Mengenai Radio Rimba Raya berbeda dengan Radio Republik Indonesia
Kutaraja. Pemancar Radio Rimba Raya ini mempunyai kekuatan cukup besar
yaitu 1 kilowatt yang dikelola oleh Devisi X TNI yang dipimpin Mayor
John Lie.
Pemancar ini pertama sekali dipasang di Krueng Simpo sekitar 20 km dari
kota Bireuen, kemudian atas perintah Gubernur Militer radio ini
dipindahkan ke Cot Gu (Kutaraja). Lalu dipindahkan lagi ke Aceh Tengah
karena para pemimpin memperkirakan, bahwa pada gilirannya Belanda akan
menyerbu ke Aceh. Radio ini di tempatkan di sebuah gunung yang dikenal
dengan Burmi Bius yang letaknya 10 km dibagian barat kota Takengon.
Dalam waktu singkat sesuai dengan suasana yang mencekam dan kebutuhan
mendesak, pemancar Radio Rimba Raya selesai di bangun yang dikerjakan
oleh W. Schultz seorang warga negara RI keturunan Indonesia-Jerman
bersama rekannya. Maka semenjak itulah ketika pemancar-pemancar utama di
berbagai kota tidak mengudara lagi; karena dikuasai Belanda, maka Radio
Rimba Rayamengisi kekosongan ini dengan hasil yang baik sekali.

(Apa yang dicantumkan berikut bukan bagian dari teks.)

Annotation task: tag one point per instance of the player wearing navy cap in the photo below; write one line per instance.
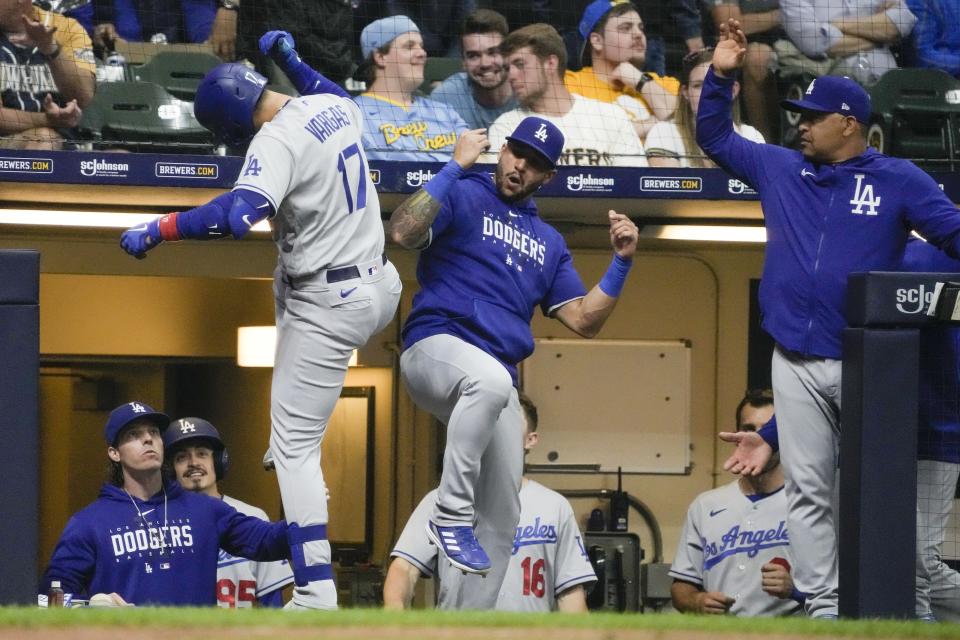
(145, 540)
(487, 262)
(832, 208)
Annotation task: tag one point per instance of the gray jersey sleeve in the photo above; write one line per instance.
(413, 544)
(572, 564)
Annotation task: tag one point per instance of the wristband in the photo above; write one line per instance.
(616, 275)
(443, 182)
(168, 227)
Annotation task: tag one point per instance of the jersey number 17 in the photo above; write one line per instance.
(346, 154)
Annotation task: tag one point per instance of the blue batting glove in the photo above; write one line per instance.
(278, 45)
(138, 240)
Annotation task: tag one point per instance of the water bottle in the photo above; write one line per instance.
(55, 595)
(114, 68)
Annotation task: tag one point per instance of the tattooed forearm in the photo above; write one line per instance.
(410, 222)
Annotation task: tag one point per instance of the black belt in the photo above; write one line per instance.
(346, 273)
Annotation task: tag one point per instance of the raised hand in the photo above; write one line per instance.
(138, 240)
(775, 579)
(470, 146)
(278, 45)
(62, 117)
(751, 455)
(731, 48)
(624, 235)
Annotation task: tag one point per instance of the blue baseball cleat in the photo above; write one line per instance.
(460, 546)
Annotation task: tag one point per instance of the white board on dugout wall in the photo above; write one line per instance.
(612, 403)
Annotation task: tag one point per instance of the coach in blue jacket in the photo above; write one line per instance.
(147, 542)
(832, 208)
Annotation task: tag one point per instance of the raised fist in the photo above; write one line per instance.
(138, 240)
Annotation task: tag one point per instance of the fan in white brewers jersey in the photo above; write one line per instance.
(200, 460)
(734, 553)
(548, 571)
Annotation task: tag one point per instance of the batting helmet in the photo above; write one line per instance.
(226, 99)
(185, 430)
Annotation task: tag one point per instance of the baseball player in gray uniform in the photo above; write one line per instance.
(200, 461)
(548, 570)
(734, 552)
(334, 288)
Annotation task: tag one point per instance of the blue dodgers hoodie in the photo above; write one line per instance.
(161, 551)
(824, 221)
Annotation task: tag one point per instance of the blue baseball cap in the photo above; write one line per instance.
(128, 413)
(540, 135)
(833, 94)
(382, 32)
(594, 13)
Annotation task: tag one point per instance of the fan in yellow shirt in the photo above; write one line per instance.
(613, 56)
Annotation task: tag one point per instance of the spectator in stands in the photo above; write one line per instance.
(438, 21)
(397, 124)
(479, 93)
(166, 21)
(936, 38)
(674, 144)
(596, 133)
(323, 30)
(850, 38)
(613, 55)
(49, 76)
(760, 20)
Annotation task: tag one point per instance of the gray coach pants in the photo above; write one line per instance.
(806, 396)
(317, 330)
(472, 393)
(938, 586)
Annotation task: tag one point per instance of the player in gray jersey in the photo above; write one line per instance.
(306, 171)
(734, 552)
(200, 461)
(548, 570)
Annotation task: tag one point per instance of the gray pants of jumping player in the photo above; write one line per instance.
(473, 394)
(317, 330)
(938, 586)
(806, 396)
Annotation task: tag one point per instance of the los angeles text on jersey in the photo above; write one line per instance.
(535, 533)
(186, 170)
(747, 541)
(152, 539)
(327, 121)
(513, 237)
(26, 165)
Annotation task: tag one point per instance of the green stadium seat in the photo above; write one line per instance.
(179, 72)
(916, 114)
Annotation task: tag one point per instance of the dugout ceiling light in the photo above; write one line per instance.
(704, 233)
(256, 346)
(85, 219)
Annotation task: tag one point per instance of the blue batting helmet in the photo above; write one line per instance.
(183, 431)
(226, 99)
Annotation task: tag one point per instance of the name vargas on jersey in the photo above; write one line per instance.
(747, 541)
(515, 238)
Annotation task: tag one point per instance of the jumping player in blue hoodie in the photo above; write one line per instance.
(830, 209)
(145, 541)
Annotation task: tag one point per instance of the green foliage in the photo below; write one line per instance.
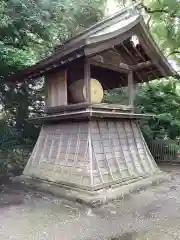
(161, 98)
(29, 31)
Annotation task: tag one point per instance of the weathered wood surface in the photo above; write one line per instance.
(57, 89)
(91, 154)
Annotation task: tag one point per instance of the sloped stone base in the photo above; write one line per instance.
(95, 198)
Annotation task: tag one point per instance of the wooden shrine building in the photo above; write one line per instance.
(88, 149)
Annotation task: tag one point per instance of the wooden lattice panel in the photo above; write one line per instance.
(91, 154)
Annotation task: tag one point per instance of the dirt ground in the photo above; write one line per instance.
(150, 214)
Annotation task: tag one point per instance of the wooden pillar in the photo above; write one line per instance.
(87, 77)
(131, 89)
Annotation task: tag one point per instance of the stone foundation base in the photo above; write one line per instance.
(98, 197)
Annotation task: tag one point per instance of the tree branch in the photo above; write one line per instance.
(151, 11)
(174, 52)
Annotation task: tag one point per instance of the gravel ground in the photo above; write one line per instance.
(150, 214)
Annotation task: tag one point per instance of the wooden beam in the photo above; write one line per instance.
(122, 68)
(87, 77)
(141, 65)
(131, 89)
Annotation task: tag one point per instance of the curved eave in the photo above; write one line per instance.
(100, 37)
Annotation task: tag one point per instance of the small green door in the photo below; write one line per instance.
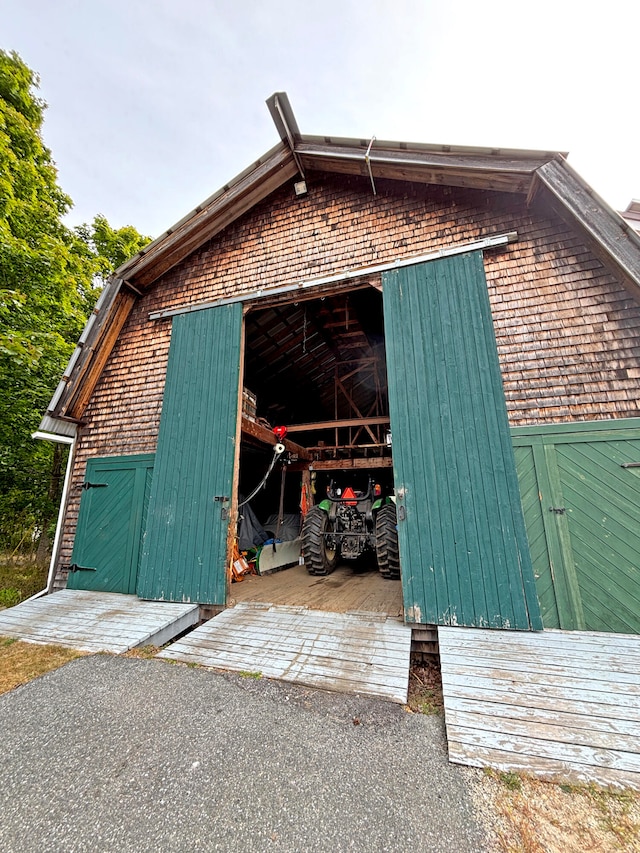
(184, 556)
(106, 550)
(463, 546)
(580, 486)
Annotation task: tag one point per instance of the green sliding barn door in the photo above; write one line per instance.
(463, 546)
(106, 551)
(184, 556)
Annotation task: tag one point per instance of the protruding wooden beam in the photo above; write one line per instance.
(384, 419)
(346, 464)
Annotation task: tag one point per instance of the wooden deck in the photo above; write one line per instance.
(97, 621)
(354, 653)
(557, 704)
(344, 590)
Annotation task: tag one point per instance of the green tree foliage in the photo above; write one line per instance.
(50, 277)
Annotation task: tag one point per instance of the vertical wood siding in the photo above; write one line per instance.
(464, 553)
(586, 553)
(184, 556)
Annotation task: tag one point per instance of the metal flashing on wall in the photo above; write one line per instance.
(345, 275)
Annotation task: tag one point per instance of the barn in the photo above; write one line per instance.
(458, 326)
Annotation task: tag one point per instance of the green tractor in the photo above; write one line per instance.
(349, 524)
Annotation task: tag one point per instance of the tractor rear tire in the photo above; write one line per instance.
(318, 558)
(387, 552)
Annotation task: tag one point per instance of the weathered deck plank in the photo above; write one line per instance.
(556, 704)
(96, 621)
(358, 653)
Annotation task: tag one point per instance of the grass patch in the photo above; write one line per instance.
(425, 689)
(144, 652)
(20, 578)
(532, 816)
(22, 662)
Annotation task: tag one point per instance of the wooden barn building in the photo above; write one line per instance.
(476, 301)
(459, 325)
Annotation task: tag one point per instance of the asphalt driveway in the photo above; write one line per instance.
(122, 754)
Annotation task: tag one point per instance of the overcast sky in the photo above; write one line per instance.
(154, 104)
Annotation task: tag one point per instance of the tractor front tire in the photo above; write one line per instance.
(318, 558)
(387, 552)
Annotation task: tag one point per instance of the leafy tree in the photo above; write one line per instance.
(50, 277)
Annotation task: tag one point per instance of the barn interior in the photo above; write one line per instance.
(318, 368)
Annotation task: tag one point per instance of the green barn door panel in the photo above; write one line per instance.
(536, 526)
(602, 501)
(110, 524)
(463, 546)
(184, 555)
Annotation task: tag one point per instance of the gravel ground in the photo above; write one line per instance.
(121, 754)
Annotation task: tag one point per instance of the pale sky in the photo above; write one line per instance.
(155, 104)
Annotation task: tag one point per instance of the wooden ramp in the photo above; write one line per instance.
(97, 621)
(363, 653)
(557, 704)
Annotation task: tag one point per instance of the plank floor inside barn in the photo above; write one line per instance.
(346, 589)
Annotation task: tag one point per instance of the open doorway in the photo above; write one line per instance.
(318, 368)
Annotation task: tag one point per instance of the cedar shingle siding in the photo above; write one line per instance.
(567, 331)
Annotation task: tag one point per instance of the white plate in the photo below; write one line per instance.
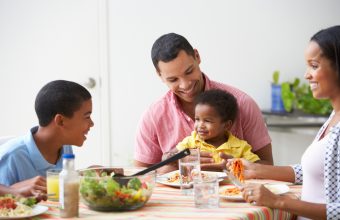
(163, 179)
(37, 210)
(275, 188)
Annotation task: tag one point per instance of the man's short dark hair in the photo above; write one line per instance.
(167, 47)
(223, 102)
(59, 97)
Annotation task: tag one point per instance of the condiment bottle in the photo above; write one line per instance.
(68, 188)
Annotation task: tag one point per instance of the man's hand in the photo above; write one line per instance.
(35, 187)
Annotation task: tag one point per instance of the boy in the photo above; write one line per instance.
(215, 113)
(64, 112)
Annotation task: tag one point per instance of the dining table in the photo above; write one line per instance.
(168, 202)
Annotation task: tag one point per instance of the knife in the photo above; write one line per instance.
(233, 178)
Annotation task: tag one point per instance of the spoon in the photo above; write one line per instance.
(123, 181)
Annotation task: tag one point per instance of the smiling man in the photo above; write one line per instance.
(170, 119)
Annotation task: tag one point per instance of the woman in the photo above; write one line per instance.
(320, 163)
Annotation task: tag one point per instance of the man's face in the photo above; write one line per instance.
(183, 76)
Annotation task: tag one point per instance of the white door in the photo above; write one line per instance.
(44, 40)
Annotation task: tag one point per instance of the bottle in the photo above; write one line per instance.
(68, 188)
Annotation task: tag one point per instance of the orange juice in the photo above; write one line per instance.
(53, 185)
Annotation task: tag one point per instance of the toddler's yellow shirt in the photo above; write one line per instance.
(234, 147)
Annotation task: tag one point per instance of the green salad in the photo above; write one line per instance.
(101, 192)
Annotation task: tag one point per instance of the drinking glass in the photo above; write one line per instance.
(206, 192)
(52, 179)
(189, 170)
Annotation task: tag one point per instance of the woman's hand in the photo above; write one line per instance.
(257, 194)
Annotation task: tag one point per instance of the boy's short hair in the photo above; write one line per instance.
(167, 47)
(223, 102)
(59, 97)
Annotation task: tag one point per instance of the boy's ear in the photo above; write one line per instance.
(59, 120)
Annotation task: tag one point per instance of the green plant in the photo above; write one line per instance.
(299, 96)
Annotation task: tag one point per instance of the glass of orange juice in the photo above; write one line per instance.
(52, 179)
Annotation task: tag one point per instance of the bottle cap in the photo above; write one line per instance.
(68, 156)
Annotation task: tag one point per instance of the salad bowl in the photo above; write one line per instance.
(101, 190)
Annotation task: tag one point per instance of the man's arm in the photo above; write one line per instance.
(265, 154)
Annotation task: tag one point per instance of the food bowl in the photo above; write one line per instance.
(101, 191)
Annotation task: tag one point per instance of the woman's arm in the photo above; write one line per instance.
(262, 171)
(263, 197)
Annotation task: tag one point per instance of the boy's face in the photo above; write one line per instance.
(208, 124)
(77, 127)
(183, 76)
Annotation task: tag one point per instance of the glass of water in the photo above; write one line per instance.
(206, 192)
(189, 170)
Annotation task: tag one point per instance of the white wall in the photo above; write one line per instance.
(241, 43)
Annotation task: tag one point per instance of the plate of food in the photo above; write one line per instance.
(231, 192)
(11, 208)
(173, 178)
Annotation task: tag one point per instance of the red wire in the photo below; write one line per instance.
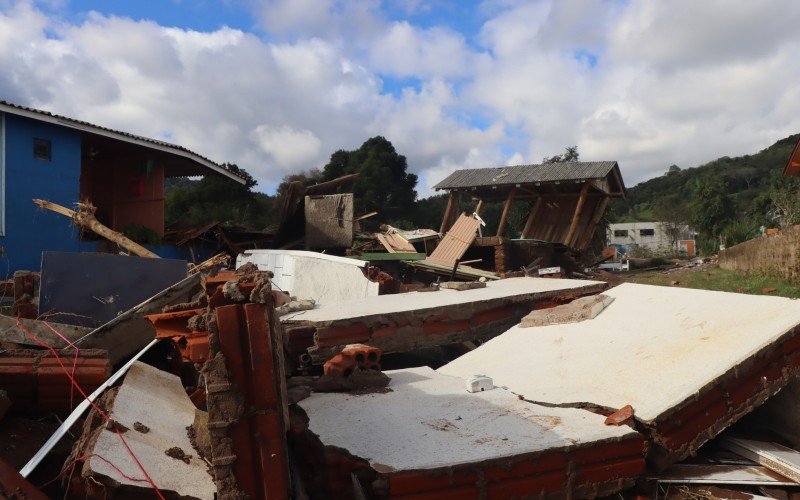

Ketika radio Batavia dan Radio Hilversum memberitakan bahwa Republik
Indonesia sudah tidak ada lagi, karena setelah Yogyakarta dapat direbut
disusul pula dengan jatuhnya daerah-daerah kekuasaan Republik Indenesia
lainnya, Radio Rimba Raya membantah dengan tegas, yang menandaskan;
“Bahwa Republik Indonesia masih ada, Tentara Republik Indonesia masih ada, Pemerintah Republik Indonesia masih ada, dan wilayah Republik Indonesia masih ada. Dan disini, adalah Aceh...”
Demikian siaran radio tersebut, Siaran Radio Rimba Raya di tengah hutan
belantara Aceh Tengah itu, menampilkan lima bahasa, yakni bahasa
Inggris, Belanda, Cina, Urdu dan Arab. Berita ini dikutip oleh All India
Radio; kemudian menyiarkan lagi, sehingga dunia pun mengetahui
kebohongan Belanda.
Tidaklah berlebihan bila dikatakan bahwa “Aceh adalah nafas terakhir
Indonesia”. Dan kita tidak berani mengatakan bahwa kalau tidak ada Aceh
saat itu mungkin “Indonesia telah tamat riwayatnya”.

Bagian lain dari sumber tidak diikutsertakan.